I constructed a proof but was stuck by a final hole. My full code is pasted below

    mod : (x, y : Nat) -> Not (y = Z) -> Nat
    mod x Z p = void (p Refl)
    mod x (S k) _ = if lt x (S k) then x else helper x (minus x (S k)) (S k)
      where total
            helper : Nat -> Nat -> Nat -> Nat
            helper Z x y = x
            helper (S k) x y = if lt x y then x else helper k (minus x y) y
    
    lteZK : LTE Z k
    lteZK {k = Z} = LTEZero
    lteZK {k = (S k)} = let ih = lteZK {k=k} in
                        lteSuccRight {n=Z} {m=k} ih 
    
    lte2LTE_True : True = lte a b -> LTE a b
    lte2LTE_True {a = Z} prf = lteZK
    lte2LTE_True {a = (S _)} {b = Z} Refl impossible
    lte2LTE_True {a = (S k)} {b = (S j)} prf = 
      let ih = lte2LTE_True {a=k} {b=j} prf in LTESucc ih

    
    lte2LTE_False : False = lte a b -> GT a b
    lte2LTE_False {a = Z} Refl impossible
    lte2LTE_False {a = (S k)} {b = Z} prf = LTESucc lteZK
    lte2LTE_False {a = (S k)} {b = (S j)} prf = 
      let ih = lte2LTE_False {a=k} {b=j} prf in (LTESucc ih)
    
    total
    mod_prop : (x, y : Nat) -> (p : Not (y=0))-> LT (mod x y p) y
    mod_prop x Z p = void (p Refl)
    mod_prop x (S k) p with (lte x k) proof lxk
      mod_prop x (S k) p | True  = LTESucc (lte2LTE_True lxk)
      mod_prop Z (S k) p | False = LTESucc lteZK 
      mod_prop (S x) (S k) p | False with (lte (minus x k) k)  proof lxk'
        mod_prop (S x) (S k) p | False | True = LTESucc (lte2LTE_True lxk')
        mod_prop (S x) (S Z) p | False | False  = LTESucc ?hole

Once I run the type checker, the hole is described as follows:

- + Main.hole [P]
 `--          x : Nat
              p : (1 = 0) -> Void
            lxk : False = lte (S x) 0
           lxk' : False = lte (minus x 0) 0
     --------------------------------------------------------------------------
      Main.hole : LTE (Main.mod, helper (S x) 0 p x (minus (minus x 0) 1) 1) 0

I am not familiar with the syntax of Main.mod, helper (S x) 0 p x (minus (minus x 0) 1) 1 given in the idris-holes window.

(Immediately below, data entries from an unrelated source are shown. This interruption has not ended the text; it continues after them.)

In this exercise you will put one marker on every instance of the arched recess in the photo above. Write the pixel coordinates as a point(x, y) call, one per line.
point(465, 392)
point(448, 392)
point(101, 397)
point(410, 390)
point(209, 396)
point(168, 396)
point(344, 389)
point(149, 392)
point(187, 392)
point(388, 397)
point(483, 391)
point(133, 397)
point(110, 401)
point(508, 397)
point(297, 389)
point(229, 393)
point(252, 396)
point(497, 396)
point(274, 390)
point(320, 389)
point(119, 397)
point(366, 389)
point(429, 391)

I guess (S x) 0 p are the three parameters of "mod" while (minus (minus x 0) 1) 1 are the three parameters of the local "helper" function of "mod"?

It seems that it's time to leverage an induction hypothesis. But how can I finish up the proof using induction?

1
idristheorem-proving

1 Answers

1
votes
(Main.mod, helper (S x) 0 p x (minus (minus x 0) 1) 1)

can be read as

  • Main.mod, helper - a qualified name for helper function, which is defined in the where clause of the mod function (Main is a module name);
  • Arguments of mod which are also passed to helper - (S x), 0 and p (see docs):

Any names which are visible in the outer scope are also visible in the where clause (unless they have been redefined, such as xs here). A name which appears only in the type will be in scope in the where clause if it is a parameter to one of the types, i.e. it is fixed across the entire structure.

  • Arguments of helper itself - x, (minus (minus x 0) 1) and 1.

Also below is another implementation of mod which uses Fin n type for the remainder in division by n. It turns out to be easier to reason about, since any value of Fin n is always less than n:

import Data.Fin

%default total


mod' : (x, y : Nat) -> {auto ok: GT y Z} -> Fin y
mod' Z (S _) = FZ
mod' (S x) (S y) with (strengthen $ mod' x (S y))
    | Left _ = FZ
    | Right rem = FS rem

mod : (x, y : Nat) -> {auto ok: GT y Z} -> Nat
mod x y = finToNat $ mod' x y

finLessThanBound : (f : Fin n) -> LT (finToNat f) n
finLessThanBound FZ = LTESucc LTEZero
finLessThanBound (FS f) = LTESucc (finLessThanBound f)

mod_prop : (x, y : Nat) -> {auto ok: GT y Z} -> LT (mod x y) y
mod_prop x y = finLessThanBound (mod' x y)

Here for convenience I used auto implicits for proofs that y > 0.